Frequently Asked Questions

Can someone with moderate to severe dementia safely do spine exercises?

Yes, but with significant modifications and direct supervision. The exercises need to be simplified, cued visually and physically rather than verbally, and supervised by a caregiver or therapist throughout. Pelvic tilts and bridges tend to be the most feasible because they involve single-plane movements that are easier to guide.

How often should these spine rehabilitation exercises be performed?

Most physical therapists recommend daily practice, especially in the early phases of rehabilitation when the goal is motor relearning. Sessions don’t need to be long — 10 to 15 minutes of focused exercise is more productive than 45 minutes of poorly executed repetitions. Frequency matters more than volume.

Are these exercises effective for spinal stenosis specifically?

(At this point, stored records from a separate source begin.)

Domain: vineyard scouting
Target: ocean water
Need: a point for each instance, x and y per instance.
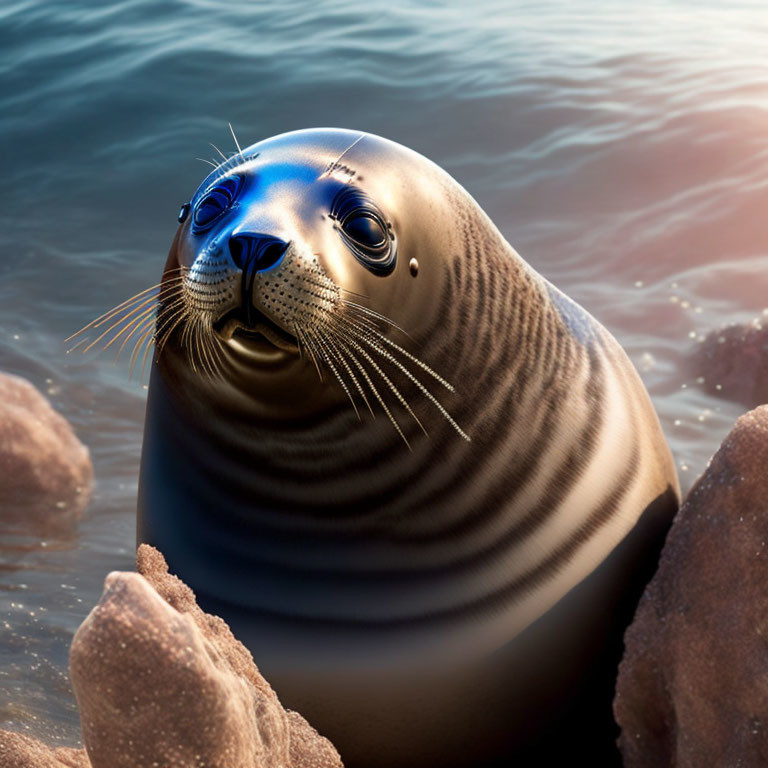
(621, 147)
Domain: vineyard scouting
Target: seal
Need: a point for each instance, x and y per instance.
(422, 485)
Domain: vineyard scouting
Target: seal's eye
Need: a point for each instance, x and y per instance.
(215, 202)
(364, 230)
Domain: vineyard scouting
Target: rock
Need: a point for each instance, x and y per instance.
(733, 363)
(693, 683)
(20, 751)
(45, 471)
(160, 682)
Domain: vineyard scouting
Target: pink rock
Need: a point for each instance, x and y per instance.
(20, 751)
(693, 684)
(733, 363)
(45, 471)
(158, 681)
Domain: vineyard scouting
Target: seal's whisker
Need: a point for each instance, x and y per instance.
(355, 307)
(131, 321)
(378, 396)
(395, 391)
(136, 348)
(205, 331)
(221, 154)
(380, 336)
(340, 357)
(215, 343)
(387, 356)
(115, 310)
(79, 343)
(150, 343)
(372, 344)
(138, 327)
(167, 324)
(302, 335)
(327, 357)
(141, 298)
(237, 143)
(140, 313)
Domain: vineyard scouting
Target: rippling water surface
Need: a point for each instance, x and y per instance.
(621, 147)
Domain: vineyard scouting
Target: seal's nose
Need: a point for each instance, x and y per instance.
(256, 252)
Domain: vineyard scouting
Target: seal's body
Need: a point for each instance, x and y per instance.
(444, 584)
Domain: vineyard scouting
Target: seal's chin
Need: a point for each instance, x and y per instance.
(259, 335)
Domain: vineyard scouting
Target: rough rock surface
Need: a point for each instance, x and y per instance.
(160, 682)
(693, 684)
(45, 471)
(733, 363)
(20, 751)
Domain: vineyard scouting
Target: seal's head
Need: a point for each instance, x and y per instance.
(309, 253)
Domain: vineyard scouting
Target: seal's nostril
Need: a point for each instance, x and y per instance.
(256, 252)
(239, 251)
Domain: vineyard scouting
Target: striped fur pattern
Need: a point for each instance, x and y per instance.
(564, 456)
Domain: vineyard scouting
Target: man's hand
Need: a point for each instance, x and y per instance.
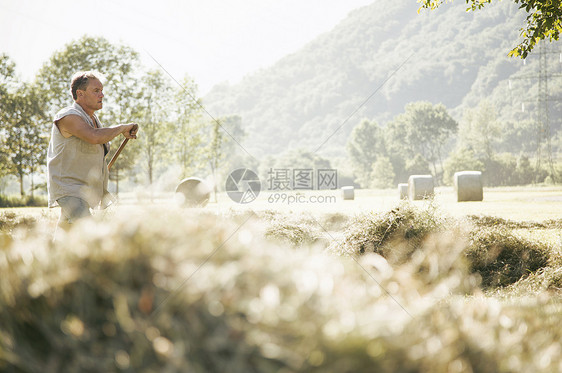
(131, 130)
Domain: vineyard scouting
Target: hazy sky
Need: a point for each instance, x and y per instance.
(211, 40)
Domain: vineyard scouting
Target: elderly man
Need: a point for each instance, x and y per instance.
(76, 166)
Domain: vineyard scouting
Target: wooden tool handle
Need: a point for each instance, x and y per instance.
(117, 153)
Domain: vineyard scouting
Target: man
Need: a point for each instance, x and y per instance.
(76, 166)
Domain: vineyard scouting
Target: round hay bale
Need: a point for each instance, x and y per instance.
(468, 185)
(193, 192)
(348, 193)
(403, 190)
(420, 187)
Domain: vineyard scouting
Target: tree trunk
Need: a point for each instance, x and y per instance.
(22, 192)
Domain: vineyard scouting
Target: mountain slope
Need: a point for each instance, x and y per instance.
(385, 51)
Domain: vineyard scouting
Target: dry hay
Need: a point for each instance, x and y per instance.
(420, 187)
(403, 190)
(348, 192)
(179, 291)
(468, 185)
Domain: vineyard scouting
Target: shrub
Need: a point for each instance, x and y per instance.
(185, 291)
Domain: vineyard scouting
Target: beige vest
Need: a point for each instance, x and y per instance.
(75, 167)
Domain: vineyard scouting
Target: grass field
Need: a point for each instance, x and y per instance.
(287, 283)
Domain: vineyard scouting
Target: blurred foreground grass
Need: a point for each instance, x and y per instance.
(163, 289)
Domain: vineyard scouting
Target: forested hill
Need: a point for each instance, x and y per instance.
(448, 56)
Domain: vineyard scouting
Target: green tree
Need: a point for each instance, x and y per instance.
(480, 130)
(423, 129)
(544, 20)
(156, 106)
(119, 65)
(365, 144)
(25, 140)
(382, 175)
(214, 152)
(189, 149)
(7, 79)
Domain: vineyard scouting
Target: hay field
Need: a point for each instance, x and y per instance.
(367, 285)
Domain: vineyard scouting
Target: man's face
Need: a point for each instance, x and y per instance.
(92, 97)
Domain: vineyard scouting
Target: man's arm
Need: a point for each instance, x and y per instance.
(73, 125)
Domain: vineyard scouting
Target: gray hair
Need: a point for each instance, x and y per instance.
(81, 79)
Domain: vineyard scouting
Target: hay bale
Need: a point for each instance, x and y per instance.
(193, 192)
(420, 187)
(468, 185)
(403, 190)
(348, 193)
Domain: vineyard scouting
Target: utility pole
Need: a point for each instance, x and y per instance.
(544, 134)
(544, 148)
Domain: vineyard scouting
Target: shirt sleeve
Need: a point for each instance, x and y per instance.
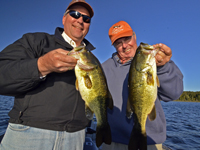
(171, 82)
(18, 67)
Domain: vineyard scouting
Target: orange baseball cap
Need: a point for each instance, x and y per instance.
(118, 30)
(84, 4)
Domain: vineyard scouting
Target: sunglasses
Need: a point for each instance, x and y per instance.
(76, 15)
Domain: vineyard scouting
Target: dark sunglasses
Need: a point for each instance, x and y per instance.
(76, 15)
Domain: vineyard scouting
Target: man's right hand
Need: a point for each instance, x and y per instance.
(56, 61)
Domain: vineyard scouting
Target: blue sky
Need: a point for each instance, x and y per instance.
(175, 23)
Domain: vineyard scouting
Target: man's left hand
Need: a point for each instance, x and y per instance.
(163, 55)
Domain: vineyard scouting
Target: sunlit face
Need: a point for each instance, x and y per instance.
(76, 29)
(126, 47)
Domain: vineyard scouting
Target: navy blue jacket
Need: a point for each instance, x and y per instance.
(53, 103)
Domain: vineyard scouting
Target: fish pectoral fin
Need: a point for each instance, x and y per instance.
(88, 82)
(158, 82)
(76, 84)
(88, 112)
(152, 115)
(129, 111)
(150, 80)
(110, 101)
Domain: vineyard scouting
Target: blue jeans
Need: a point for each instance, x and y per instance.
(20, 137)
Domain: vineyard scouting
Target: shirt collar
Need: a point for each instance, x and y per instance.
(69, 40)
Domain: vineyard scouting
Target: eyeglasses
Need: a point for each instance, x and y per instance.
(76, 15)
(124, 40)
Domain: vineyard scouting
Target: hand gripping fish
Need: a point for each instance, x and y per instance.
(92, 85)
(143, 82)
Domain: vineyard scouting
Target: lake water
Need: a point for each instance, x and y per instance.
(183, 123)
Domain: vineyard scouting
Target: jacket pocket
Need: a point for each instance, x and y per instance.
(18, 127)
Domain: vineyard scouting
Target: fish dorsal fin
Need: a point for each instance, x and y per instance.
(88, 82)
(76, 84)
(158, 82)
(152, 115)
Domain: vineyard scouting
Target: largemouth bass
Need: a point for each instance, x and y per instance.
(92, 85)
(143, 82)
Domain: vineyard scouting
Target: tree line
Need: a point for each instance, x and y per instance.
(190, 96)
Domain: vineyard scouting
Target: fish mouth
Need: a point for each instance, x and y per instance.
(84, 67)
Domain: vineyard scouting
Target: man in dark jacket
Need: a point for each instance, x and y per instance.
(48, 112)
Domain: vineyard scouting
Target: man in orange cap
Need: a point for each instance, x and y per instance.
(48, 112)
(116, 69)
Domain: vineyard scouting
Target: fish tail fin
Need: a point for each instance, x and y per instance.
(138, 141)
(103, 134)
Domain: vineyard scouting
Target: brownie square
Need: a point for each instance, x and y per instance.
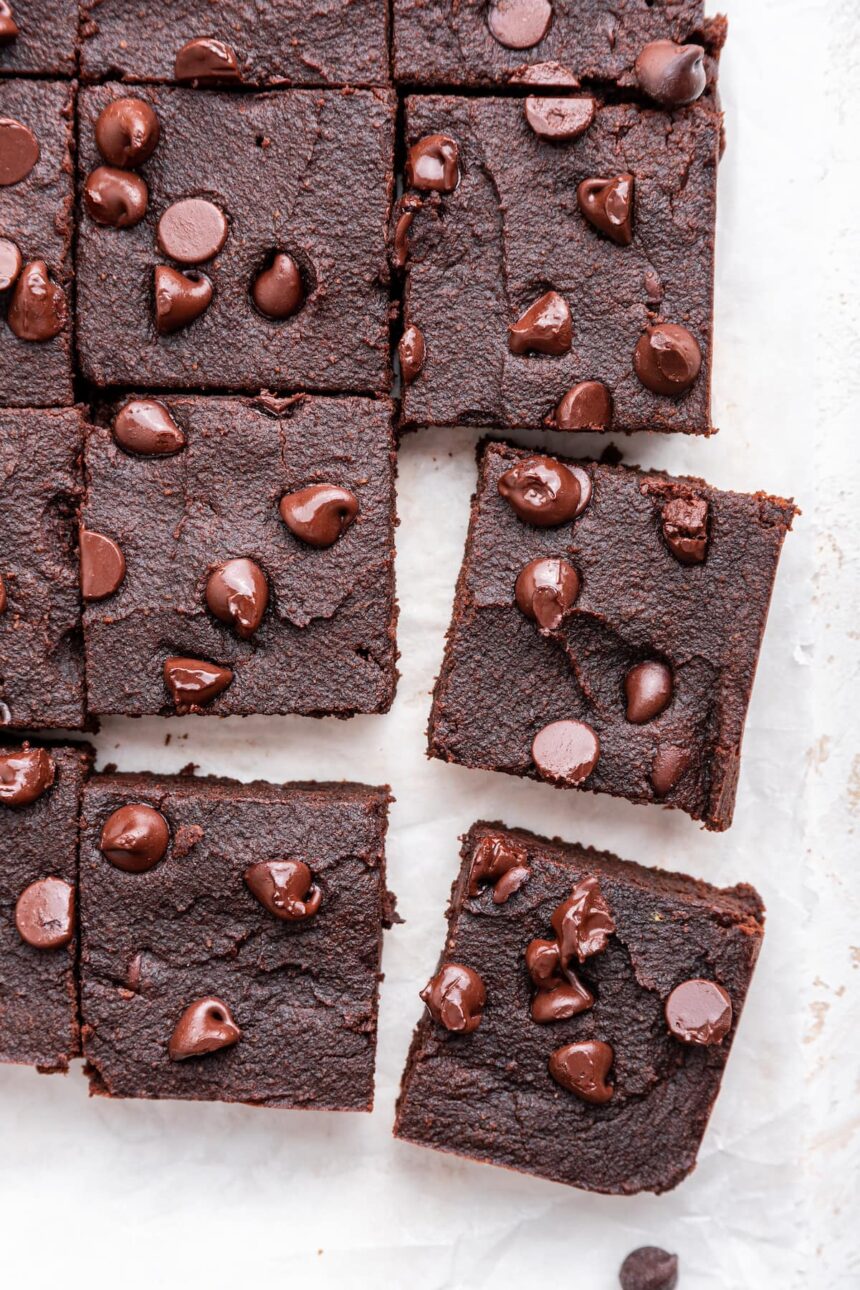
(512, 232)
(325, 643)
(649, 653)
(625, 1120)
(40, 796)
(36, 213)
(165, 930)
(283, 43)
(299, 173)
(41, 655)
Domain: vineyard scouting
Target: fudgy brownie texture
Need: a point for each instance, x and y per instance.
(325, 641)
(301, 173)
(303, 991)
(489, 1094)
(512, 230)
(696, 625)
(273, 43)
(41, 655)
(36, 214)
(39, 1022)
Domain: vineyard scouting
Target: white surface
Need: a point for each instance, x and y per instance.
(136, 1195)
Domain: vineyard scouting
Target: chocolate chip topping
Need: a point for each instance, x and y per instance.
(237, 594)
(433, 164)
(134, 837)
(25, 775)
(285, 888)
(45, 913)
(699, 1012)
(565, 752)
(204, 1027)
(607, 204)
(127, 132)
(546, 590)
(102, 565)
(319, 514)
(455, 999)
(671, 74)
(38, 306)
(542, 492)
(582, 1068)
(544, 328)
(145, 426)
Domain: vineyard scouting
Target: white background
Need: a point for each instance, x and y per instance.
(139, 1195)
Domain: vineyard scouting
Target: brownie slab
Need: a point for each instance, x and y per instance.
(669, 734)
(325, 637)
(306, 174)
(478, 257)
(301, 990)
(41, 655)
(490, 1094)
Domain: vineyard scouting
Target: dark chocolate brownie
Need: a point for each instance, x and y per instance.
(611, 993)
(36, 204)
(292, 188)
(231, 939)
(40, 795)
(41, 655)
(240, 550)
(637, 676)
(272, 41)
(537, 263)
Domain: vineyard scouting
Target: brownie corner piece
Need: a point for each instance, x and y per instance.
(580, 1017)
(232, 939)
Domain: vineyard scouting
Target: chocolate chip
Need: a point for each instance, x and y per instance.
(433, 164)
(565, 752)
(319, 514)
(191, 231)
(520, 23)
(455, 999)
(237, 594)
(145, 426)
(560, 119)
(671, 74)
(134, 837)
(45, 913)
(699, 1012)
(204, 1027)
(499, 863)
(102, 565)
(38, 306)
(127, 132)
(178, 298)
(607, 204)
(18, 151)
(25, 775)
(540, 492)
(194, 681)
(285, 888)
(544, 328)
(279, 290)
(546, 590)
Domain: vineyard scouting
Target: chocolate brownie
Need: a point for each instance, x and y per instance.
(578, 1026)
(36, 200)
(41, 655)
(267, 41)
(231, 939)
(243, 247)
(239, 556)
(40, 795)
(606, 630)
(552, 244)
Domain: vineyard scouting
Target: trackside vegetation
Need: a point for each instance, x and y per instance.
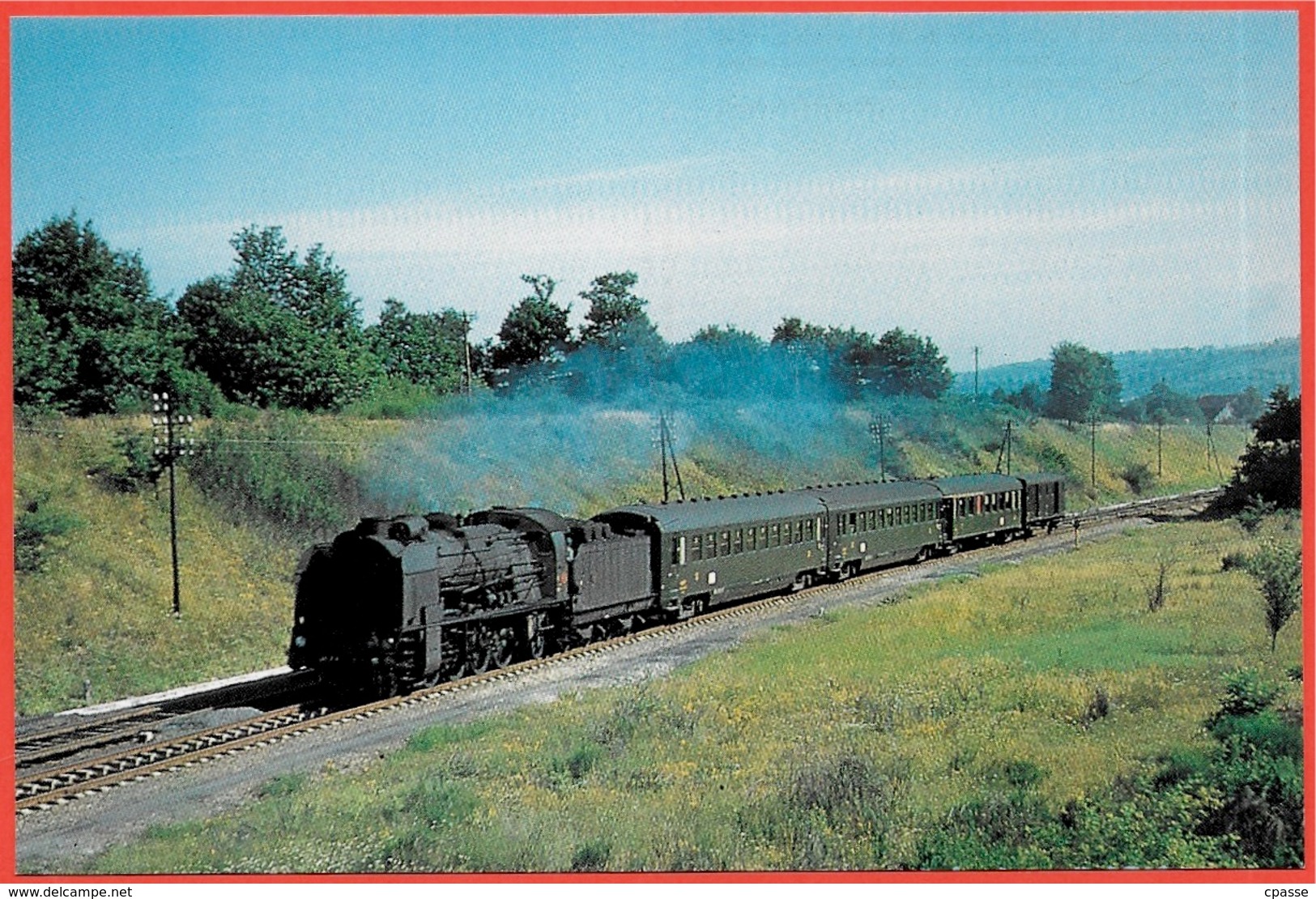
(1015, 716)
(92, 539)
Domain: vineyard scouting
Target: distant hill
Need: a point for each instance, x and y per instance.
(1193, 372)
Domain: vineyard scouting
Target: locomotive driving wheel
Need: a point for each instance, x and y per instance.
(505, 648)
(480, 645)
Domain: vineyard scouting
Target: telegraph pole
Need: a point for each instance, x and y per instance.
(168, 450)
(975, 374)
(879, 433)
(466, 352)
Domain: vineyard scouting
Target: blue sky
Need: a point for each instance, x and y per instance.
(1004, 181)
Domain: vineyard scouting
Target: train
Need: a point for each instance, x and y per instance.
(399, 603)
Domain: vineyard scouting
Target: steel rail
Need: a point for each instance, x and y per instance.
(59, 786)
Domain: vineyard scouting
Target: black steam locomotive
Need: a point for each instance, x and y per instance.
(398, 603)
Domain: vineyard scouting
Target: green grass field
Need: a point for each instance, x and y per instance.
(96, 608)
(1024, 718)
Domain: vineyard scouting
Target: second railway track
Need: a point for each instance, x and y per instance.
(56, 786)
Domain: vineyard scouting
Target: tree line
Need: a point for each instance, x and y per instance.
(280, 330)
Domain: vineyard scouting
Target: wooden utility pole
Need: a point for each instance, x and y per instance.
(466, 352)
(1094, 450)
(168, 450)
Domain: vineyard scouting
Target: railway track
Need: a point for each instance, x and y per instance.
(56, 786)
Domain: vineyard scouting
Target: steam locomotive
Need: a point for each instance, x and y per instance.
(398, 603)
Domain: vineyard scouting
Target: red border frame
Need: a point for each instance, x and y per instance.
(1307, 212)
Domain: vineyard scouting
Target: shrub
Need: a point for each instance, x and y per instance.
(277, 469)
(1278, 569)
(33, 530)
(1139, 478)
(591, 856)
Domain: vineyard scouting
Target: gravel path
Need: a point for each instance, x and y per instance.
(63, 837)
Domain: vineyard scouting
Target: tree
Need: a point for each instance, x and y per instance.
(88, 333)
(277, 330)
(1270, 469)
(1278, 569)
(536, 330)
(1084, 383)
(909, 364)
(793, 330)
(425, 349)
(616, 319)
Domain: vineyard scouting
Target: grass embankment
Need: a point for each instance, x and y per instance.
(1016, 719)
(96, 608)
(98, 603)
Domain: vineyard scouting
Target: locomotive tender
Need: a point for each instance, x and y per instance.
(398, 603)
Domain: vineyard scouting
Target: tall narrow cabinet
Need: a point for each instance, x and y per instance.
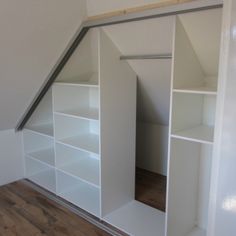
(194, 91)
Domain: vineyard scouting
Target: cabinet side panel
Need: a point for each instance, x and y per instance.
(118, 127)
(183, 187)
(188, 71)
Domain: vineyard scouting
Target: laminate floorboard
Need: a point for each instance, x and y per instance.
(150, 189)
(25, 212)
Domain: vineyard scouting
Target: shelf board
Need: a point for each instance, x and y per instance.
(84, 196)
(197, 232)
(83, 113)
(85, 142)
(44, 129)
(45, 179)
(45, 155)
(201, 134)
(78, 83)
(136, 218)
(198, 90)
(87, 169)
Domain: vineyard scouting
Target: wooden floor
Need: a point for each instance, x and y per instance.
(25, 212)
(151, 189)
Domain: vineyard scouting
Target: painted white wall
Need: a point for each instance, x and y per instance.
(11, 157)
(33, 36)
(196, 26)
(95, 8)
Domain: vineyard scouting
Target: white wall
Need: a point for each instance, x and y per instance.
(111, 5)
(11, 156)
(33, 36)
(224, 216)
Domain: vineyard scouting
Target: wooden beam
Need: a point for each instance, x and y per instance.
(163, 3)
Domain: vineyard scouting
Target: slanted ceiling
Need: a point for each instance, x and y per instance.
(153, 36)
(33, 36)
(206, 23)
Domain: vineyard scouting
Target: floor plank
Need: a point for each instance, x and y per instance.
(25, 212)
(151, 189)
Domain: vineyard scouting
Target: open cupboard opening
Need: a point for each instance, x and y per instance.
(107, 122)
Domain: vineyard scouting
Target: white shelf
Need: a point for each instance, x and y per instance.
(45, 129)
(197, 232)
(138, 219)
(78, 83)
(45, 179)
(201, 134)
(198, 90)
(84, 196)
(46, 156)
(41, 174)
(87, 170)
(83, 113)
(85, 142)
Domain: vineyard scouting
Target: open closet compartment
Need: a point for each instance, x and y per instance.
(194, 100)
(148, 37)
(80, 142)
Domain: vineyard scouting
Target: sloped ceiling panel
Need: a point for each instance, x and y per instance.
(204, 28)
(33, 35)
(148, 37)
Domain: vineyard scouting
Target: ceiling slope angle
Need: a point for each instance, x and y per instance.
(153, 36)
(33, 36)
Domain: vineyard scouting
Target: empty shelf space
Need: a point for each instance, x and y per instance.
(45, 129)
(46, 156)
(87, 170)
(84, 113)
(84, 196)
(86, 142)
(138, 219)
(45, 179)
(201, 134)
(150, 189)
(197, 232)
(198, 90)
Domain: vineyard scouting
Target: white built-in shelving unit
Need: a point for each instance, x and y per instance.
(192, 120)
(80, 142)
(77, 148)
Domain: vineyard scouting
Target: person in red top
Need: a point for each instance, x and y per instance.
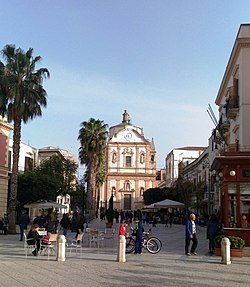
(122, 229)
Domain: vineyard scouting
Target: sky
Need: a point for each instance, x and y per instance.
(161, 60)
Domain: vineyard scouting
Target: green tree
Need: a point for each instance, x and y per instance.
(53, 177)
(63, 172)
(93, 139)
(22, 99)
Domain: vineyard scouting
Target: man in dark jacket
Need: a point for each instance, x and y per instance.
(139, 234)
(23, 223)
(191, 235)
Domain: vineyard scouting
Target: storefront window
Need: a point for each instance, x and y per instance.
(232, 215)
(245, 204)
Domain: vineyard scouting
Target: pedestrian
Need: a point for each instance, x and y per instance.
(122, 228)
(24, 220)
(166, 219)
(191, 235)
(65, 223)
(138, 236)
(213, 228)
(171, 219)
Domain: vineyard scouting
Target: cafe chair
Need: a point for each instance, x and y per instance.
(76, 244)
(27, 247)
(50, 247)
(108, 236)
(94, 238)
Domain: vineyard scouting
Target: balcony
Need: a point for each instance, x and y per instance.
(232, 106)
(223, 125)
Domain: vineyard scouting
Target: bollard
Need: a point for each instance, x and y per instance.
(121, 255)
(225, 251)
(61, 242)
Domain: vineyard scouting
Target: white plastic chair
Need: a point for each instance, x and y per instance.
(94, 238)
(28, 247)
(49, 249)
(108, 235)
(76, 244)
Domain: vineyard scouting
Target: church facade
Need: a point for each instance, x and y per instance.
(130, 166)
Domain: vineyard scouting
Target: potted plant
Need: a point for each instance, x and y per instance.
(109, 217)
(236, 245)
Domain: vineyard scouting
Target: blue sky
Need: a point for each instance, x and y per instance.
(161, 60)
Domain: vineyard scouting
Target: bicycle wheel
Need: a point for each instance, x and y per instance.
(130, 244)
(158, 241)
(153, 245)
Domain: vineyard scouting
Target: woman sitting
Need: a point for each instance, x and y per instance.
(33, 238)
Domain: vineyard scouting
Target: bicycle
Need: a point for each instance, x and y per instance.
(152, 244)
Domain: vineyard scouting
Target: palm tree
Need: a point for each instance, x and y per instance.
(93, 138)
(22, 99)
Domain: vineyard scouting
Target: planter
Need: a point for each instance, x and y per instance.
(233, 252)
(236, 252)
(109, 224)
(217, 251)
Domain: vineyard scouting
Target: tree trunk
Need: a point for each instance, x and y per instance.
(13, 179)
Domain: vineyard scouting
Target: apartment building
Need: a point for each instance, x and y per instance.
(231, 137)
(184, 155)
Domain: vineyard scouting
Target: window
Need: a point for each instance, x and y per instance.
(141, 191)
(142, 156)
(127, 202)
(232, 215)
(28, 163)
(128, 161)
(245, 204)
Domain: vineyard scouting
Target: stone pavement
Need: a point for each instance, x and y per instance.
(98, 267)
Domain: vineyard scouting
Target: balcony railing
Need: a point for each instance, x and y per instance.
(232, 106)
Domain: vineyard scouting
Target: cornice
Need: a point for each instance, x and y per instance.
(230, 68)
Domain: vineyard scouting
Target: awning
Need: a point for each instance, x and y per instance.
(45, 204)
(166, 203)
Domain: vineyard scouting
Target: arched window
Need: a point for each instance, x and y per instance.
(113, 190)
(142, 158)
(141, 191)
(114, 157)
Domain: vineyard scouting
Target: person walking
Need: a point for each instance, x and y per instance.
(33, 238)
(65, 223)
(24, 220)
(138, 236)
(191, 236)
(213, 227)
(122, 228)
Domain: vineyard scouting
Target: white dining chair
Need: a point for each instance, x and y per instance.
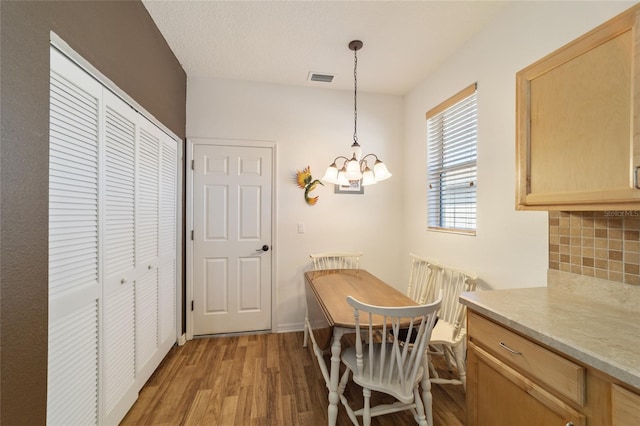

They are frequently used for spinal stenosis, particularly bridging and pelvic tilts, which strengthen the posterior chain and core without requiring the lumbar extension that often worsens stenosis symptoms. Flexion-based exercises tend to open the spinal canal slightly, providing temporary symptom relief alongside the longer-term strengthening benefits.

What if the patient refuses to do the exercises or forgets them between sessions?

This is common in dementia care and doesn’t mean the program has failed. Strategies include tying exercises to existing routines (like doing bridges before getting out of bed each morning), using visual cue cards, and having a caregiver gently initiate the movements. Resistance often decreases when the exercises become habitual rather than novel.

Should spine exercises be stopped if they cause pain?

Mild discomfort during or after exercise is normal during rehabilitation and usually resolves within 24 hours. However, sharp pain during a movement, pain that radiates into an arm or leg, or symptoms that are consistently worse after exercising are signals to stop and consult the prescribing therapist. Pain is information, not something to push through blindly.